How toStrongly type public assets in Remix

Remix gives us two ways to work with assets, we can import them directly and get a string to the hashed file path, or we can place the file inside the public folder and reference the file directly.

In most cases, importing the asset is the best approach since the hashed file path will let us cache the file for a year. But if we can't do that, for example if the file needs to be in a specific path and with a specific name, we will need to use the public folder.

Examples of this can be robots.txt.

The problem is that we have no way to know with TS that the file actually exists, so we're referencing a path that may not exists anymore or may have a typo.

But we can solve that!

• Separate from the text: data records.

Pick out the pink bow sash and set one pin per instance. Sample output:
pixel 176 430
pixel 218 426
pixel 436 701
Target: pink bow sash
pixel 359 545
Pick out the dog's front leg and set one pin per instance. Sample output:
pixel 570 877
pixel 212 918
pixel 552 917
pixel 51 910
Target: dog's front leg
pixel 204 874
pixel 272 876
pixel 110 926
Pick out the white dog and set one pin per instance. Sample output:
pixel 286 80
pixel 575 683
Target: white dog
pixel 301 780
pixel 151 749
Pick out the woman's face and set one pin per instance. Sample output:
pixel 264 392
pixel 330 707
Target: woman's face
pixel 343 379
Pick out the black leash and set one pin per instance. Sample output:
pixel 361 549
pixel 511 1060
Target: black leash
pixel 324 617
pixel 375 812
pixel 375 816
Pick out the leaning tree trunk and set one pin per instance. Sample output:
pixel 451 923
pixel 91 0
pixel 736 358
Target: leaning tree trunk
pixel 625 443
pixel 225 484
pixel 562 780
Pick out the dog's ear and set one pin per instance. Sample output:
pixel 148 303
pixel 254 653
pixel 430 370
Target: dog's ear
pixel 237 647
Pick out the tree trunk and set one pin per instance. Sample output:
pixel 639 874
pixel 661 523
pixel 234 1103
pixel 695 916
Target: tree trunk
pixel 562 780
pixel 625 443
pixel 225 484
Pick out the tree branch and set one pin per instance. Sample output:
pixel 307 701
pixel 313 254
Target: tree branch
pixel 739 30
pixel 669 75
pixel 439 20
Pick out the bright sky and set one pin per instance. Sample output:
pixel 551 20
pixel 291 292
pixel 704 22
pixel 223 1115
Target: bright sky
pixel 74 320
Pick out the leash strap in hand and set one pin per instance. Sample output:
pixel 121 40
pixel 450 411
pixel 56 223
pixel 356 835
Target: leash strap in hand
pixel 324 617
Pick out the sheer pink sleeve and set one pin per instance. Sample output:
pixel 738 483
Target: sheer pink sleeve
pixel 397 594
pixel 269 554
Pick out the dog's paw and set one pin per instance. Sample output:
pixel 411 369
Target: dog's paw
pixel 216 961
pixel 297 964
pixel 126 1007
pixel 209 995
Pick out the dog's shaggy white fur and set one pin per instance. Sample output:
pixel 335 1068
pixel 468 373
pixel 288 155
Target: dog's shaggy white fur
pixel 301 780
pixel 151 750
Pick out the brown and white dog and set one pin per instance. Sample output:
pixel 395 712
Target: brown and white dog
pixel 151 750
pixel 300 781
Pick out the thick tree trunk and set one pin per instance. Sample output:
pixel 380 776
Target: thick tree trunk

Let's write a script to generate a .d.ts file that knows all of our files inside public.

import { writeFile } from "node:fs/promises";
import { resolve } from "node:path";

async function main() {
	let { globby } = await import("globby");

	let pattern = [
		"public/**/*", // get all files in public
		"!public/build/**/*", // except public/build
		// these two are for Cloudflare Pages
		"!public/_headers",
		"!public/_routes.json",
	];

	let files = await globby(pattern);

	files = files.map((file) => file.replace("public/", "/"));

	await writeFile(
		resolve("./types/assets.d.ts"),
		`export type Assets = ${files.map((file) => `"${file}"`).join(" | ")}`
	);
}

main();

We could run this script with:

node --require esbuild-register scripts/assets.ts

After we run this script, we will have a files in types/assets.d.ts like this:

export type Assets = "/favicon.ico" | "/robots.txt";

Let's create a function to ensure the our assets exists:

import type { Assets } from "~/types/assets";

export function asset(file: Assets, base?: URL): string {
	if (!base) return file;
	return new URL(file, base).toString();
}

This function will be used like asset("/robots.txt"), the file: Assets will ensure the file we're referencing exists in our type, even if we later return it as is.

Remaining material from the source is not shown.